Off-limits, 1917


The barbed wire was a warning.

I thought the presence of barbed wire around an unexploded piece of ordnance was fairly self-explanatory.

Some of our higher-ranking officers failed to understand the significance of the barrier.

Either that or they just didn’t care. Regardless of the reason, they approached the barbed wire and the shell with an extreme amount of indifference.

We watched the group of five men, three colonels and a pair of generals walk directly toward the shell. I could see that the men were Americans and that they hailed from a New York national guard unit. Their uniforms were in impeccable shape and appeared to have been tailor-made.

One of my boys called out to the officers and warned them away from the shell, but a general threatened to report his behavior to our commanding officer.

I rolled my eyes at the man’s idiocy, then I led my squad out of the shell’s blast radius, and we settled down to watch the show.

As the officers gathered around the barbed wire, some of my squad began taking bets as to who would set off the bomb and how many would be killed. Money was changing hands when one of the colonels squatted down, reached through the wire and touched the shell.
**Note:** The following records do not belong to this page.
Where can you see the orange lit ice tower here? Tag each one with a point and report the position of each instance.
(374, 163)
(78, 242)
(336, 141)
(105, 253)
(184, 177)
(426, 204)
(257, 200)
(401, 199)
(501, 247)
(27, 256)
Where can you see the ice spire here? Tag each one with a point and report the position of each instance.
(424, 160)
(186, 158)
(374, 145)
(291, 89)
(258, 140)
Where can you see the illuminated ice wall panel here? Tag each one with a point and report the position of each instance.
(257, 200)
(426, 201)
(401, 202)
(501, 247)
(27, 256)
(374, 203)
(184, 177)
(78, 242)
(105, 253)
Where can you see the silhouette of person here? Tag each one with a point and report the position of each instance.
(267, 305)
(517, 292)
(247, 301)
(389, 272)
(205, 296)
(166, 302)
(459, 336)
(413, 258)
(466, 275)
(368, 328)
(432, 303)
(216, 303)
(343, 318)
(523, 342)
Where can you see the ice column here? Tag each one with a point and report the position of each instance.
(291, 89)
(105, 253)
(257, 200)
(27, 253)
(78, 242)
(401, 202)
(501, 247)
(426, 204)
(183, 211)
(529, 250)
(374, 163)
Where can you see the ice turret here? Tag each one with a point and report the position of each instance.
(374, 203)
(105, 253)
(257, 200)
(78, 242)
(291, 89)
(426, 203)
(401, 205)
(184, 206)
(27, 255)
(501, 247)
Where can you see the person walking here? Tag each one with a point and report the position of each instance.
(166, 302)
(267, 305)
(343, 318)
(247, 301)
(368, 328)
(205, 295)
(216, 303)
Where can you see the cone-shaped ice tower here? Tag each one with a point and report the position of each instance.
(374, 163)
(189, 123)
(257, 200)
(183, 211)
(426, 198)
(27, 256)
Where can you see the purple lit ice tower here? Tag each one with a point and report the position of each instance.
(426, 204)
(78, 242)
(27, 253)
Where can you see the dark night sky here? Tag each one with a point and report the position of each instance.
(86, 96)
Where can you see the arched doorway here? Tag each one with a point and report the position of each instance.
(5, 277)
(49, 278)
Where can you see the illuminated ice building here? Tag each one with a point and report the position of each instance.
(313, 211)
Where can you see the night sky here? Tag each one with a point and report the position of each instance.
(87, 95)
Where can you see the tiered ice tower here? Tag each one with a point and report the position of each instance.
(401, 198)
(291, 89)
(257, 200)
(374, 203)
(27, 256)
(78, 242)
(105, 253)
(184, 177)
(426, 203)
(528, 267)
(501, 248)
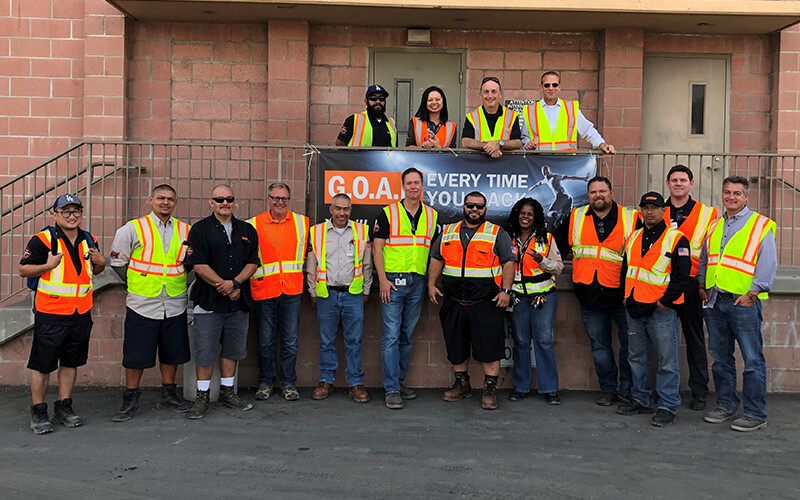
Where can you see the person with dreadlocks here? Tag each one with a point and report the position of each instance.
(536, 300)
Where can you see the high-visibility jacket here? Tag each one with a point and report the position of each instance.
(62, 290)
(502, 127)
(592, 257)
(406, 251)
(362, 130)
(733, 271)
(150, 269)
(695, 227)
(475, 272)
(280, 270)
(533, 279)
(319, 237)
(565, 136)
(648, 276)
(444, 136)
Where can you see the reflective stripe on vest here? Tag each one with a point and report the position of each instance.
(362, 130)
(149, 268)
(62, 290)
(733, 271)
(648, 277)
(319, 243)
(592, 257)
(565, 136)
(404, 251)
(502, 127)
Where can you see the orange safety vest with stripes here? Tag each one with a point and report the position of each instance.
(648, 276)
(63, 290)
(444, 136)
(280, 270)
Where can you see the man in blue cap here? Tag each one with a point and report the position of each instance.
(371, 127)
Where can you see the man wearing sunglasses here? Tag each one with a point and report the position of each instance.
(491, 128)
(553, 124)
(277, 287)
(62, 308)
(370, 127)
(223, 251)
(475, 260)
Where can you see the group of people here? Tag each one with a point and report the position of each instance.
(550, 124)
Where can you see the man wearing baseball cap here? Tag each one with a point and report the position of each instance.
(371, 127)
(659, 262)
(63, 257)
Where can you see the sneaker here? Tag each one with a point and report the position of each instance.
(718, 416)
(407, 393)
(662, 418)
(290, 393)
(552, 398)
(170, 400)
(62, 412)
(489, 397)
(130, 405)
(394, 401)
(747, 424)
(633, 408)
(605, 398)
(200, 407)
(40, 422)
(461, 389)
(228, 397)
(263, 393)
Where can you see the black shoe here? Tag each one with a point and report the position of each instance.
(633, 408)
(62, 412)
(200, 406)
(170, 400)
(130, 405)
(40, 422)
(662, 418)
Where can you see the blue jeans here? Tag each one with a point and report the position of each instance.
(537, 325)
(729, 324)
(349, 308)
(279, 313)
(659, 330)
(598, 326)
(400, 317)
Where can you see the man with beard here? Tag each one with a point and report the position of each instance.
(597, 235)
(371, 127)
(475, 260)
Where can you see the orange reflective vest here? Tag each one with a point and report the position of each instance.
(648, 277)
(444, 136)
(565, 136)
(695, 227)
(592, 257)
(62, 290)
(280, 270)
(533, 279)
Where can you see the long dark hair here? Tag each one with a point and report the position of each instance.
(422, 111)
(539, 228)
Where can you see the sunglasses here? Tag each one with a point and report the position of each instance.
(221, 199)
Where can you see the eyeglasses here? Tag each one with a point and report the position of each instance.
(221, 199)
(479, 206)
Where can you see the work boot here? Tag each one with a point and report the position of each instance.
(200, 406)
(461, 389)
(130, 405)
(40, 422)
(62, 412)
(228, 397)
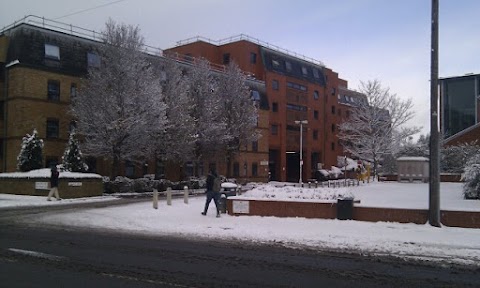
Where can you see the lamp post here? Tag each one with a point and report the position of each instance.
(301, 146)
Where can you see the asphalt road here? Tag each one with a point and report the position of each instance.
(34, 256)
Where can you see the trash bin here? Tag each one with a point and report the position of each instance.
(222, 203)
(345, 209)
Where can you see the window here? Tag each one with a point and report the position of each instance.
(254, 169)
(275, 84)
(288, 66)
(274, 129)
(129, 169)
(226, 58)
(236, 169)
(53, 90)
(52, 128)
(73, 90)
(274, 107)
(52, 51)
(255, 146)
(93, 60)
(253, 57)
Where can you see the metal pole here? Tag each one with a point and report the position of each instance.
(434, 191)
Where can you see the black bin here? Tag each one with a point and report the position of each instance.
(345, 209)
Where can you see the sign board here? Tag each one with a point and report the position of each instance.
(75, 184)
(241, 207)
(41, 186)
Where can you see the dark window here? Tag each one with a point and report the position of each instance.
(52, 51)
(254, 169)
(275, 84)
(53, 90)
(73, 90)
(93, 60)
(274, 107)
(253, 58)
(274, 129)
(255, 146)
(288, 66)
(52, 128)
(51, 161)
(129, 169)
(226, 58)
(236, 169)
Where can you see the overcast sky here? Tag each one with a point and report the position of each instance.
(360, 39)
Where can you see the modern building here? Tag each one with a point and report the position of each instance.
(299, 89)
(42, 63)
(459, 102)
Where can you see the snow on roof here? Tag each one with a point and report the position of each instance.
(418, 159)
(46, 173)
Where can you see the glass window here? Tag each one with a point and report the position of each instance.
(52, 128)
(274, 107)
(274, 129)
(254, 169)
(53, 90)
(52, 51)
(253, 58)
(275, 84)
(93, 60)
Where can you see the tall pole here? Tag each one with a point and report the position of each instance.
(434, 191)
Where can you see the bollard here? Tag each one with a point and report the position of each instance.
(169, 196)
(155, 198)
(185, 194)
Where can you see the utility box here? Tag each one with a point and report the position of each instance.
(413, 168)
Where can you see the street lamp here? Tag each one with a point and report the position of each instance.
(301, 146)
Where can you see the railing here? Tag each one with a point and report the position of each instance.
(250, 39)
(70, 30)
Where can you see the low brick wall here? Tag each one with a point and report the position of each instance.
(67, 187)
(463, 219)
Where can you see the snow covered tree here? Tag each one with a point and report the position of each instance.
(375, 125)
(177, 142)
(471, 176)
(72, 157)
(30, 156)
(239, 111)
(119, 108)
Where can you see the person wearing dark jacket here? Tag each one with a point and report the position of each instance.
(54, 184)
(213, 191)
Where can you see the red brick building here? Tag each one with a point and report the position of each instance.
(298, 88)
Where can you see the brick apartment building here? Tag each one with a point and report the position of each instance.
(42, 63)
(298, 88)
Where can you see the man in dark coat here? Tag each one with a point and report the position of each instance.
(54, 184)
(213, 191)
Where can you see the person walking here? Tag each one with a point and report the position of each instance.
(54, 184)
(213, 191)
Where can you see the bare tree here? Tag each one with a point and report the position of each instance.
(239, 111)
(375, 125)
(119, 107)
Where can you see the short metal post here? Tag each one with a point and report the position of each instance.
(185, 194)
(169, 196)
(155, 198)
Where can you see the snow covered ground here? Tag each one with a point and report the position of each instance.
(444, 245)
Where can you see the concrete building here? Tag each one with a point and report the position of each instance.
(42, 64)
(299, 88)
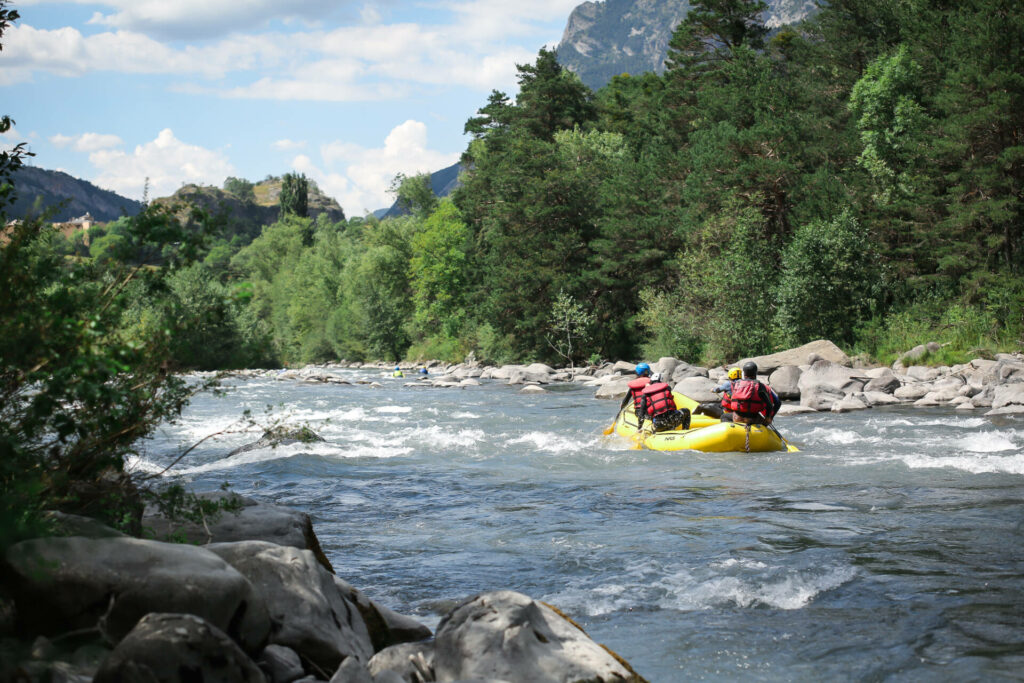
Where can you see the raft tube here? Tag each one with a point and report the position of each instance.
(626, 421)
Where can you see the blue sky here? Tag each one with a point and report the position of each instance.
(349, 93)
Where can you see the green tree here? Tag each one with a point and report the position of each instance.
(294, 196)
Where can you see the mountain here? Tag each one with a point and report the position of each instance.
(442, 182)
(604, 39)
(71, 197)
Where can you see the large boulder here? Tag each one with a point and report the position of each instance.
(801, 355)
(1008, 394)
(697, 388)
(785, 381)
(62, 585)
(414, 662)
(833, 376)
(667, 366)
(251, 520)
(820, 397)
(386, 627)
(884, 381)
(309, 613)
(177, 648)
(614, 389)
(508, 636)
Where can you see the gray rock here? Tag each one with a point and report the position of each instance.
(61, 585)
(352, 671)
(922, 373)
(785, 381)
(684, 371)
(697, 388)
(912, 391)
(508, 636)
(283, 435)
(832, 376)
(667, 366)
(820, 397)
(793, 409)
(254, 521)
(625, 368)
(799, 356)
(309, 614)
(873, 398)
(884, 381)
(407, 659)
(614, 389)
(282, 665)
(1008, 394)
(385, 626)
(177, 648)
(848, 403)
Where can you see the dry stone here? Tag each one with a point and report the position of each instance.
(785, 382)
(61, 585)
(309, 614)
(824, 349)
(508, 636)
(177, 648)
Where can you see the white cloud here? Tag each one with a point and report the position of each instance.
(359, 177)
(86, 141)
(166, 161)
(288, 145)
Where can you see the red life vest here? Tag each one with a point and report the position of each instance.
(745, 397)
(658, 398)
(636, 388)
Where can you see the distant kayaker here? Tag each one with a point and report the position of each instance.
(753, 401)
(660, 407)
(636, 387)
(721, 409)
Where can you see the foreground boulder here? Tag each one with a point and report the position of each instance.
(177, 648)
(309, 613)
(507, 636)
(61, 585)
(251, 521)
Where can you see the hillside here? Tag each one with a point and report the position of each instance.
(70, 197)
(604, 39)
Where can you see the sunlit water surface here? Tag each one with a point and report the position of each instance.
(888, 549)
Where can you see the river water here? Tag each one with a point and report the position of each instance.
(889, 548)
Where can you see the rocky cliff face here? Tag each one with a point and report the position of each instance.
(68, 196)
(604, 39)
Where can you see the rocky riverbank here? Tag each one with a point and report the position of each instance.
(815, 377)
(256, 601)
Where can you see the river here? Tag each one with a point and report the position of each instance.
(889, 548)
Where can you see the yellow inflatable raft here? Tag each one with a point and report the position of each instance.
(706, 433)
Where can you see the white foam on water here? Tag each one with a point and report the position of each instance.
(553, 442)
(975, 464)
(988, 442)
(793, 591)
(445, 437)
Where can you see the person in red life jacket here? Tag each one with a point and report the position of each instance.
(720, 409)
(636, 386)
(660, 407)
(752, 401)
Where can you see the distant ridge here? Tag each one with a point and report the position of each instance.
(443, 182)
(72, 197)
(605, 39)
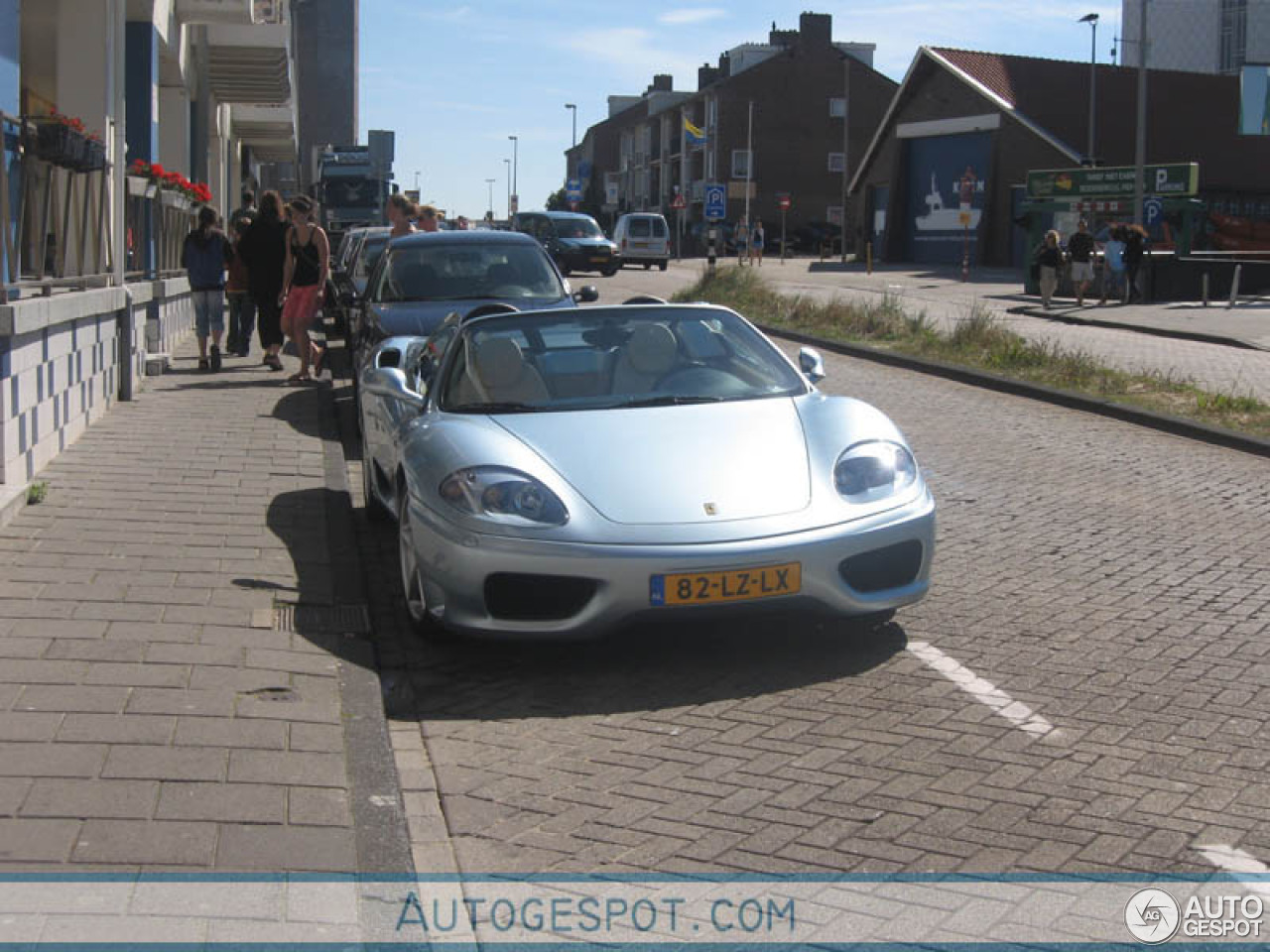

For a split second, nothing happened, and then it was as though all the sound was stripped from the world. I could not even hear my own breathing.

From where I sat, I saw the expressions of terror flash across the officers’ faces, and then there was a great rumbling as the ground opened up beneath them, and the officers vanished.

Swearing, I got to my feet and brought my rifle to my shoulder. As I nestled the stock into place, the barbed wire was slowly pulled into the ground, leaving the shell exposed.

I adjusted my sights, took a deep breath, and pulled the trigger.

My shot was true, but the shell didn’t explode.

Instead, it shuddered and collapsed upon itself. There was a terrible shriek followed by a sucking sound, and the shell vanished in the morning light.

None of my squad spoke as they stood up and adjusted their equipment. I motioned for them to head back toward our lines, and I glanced once more at where the shell had been.

Finally, I shook my head and followed my boys.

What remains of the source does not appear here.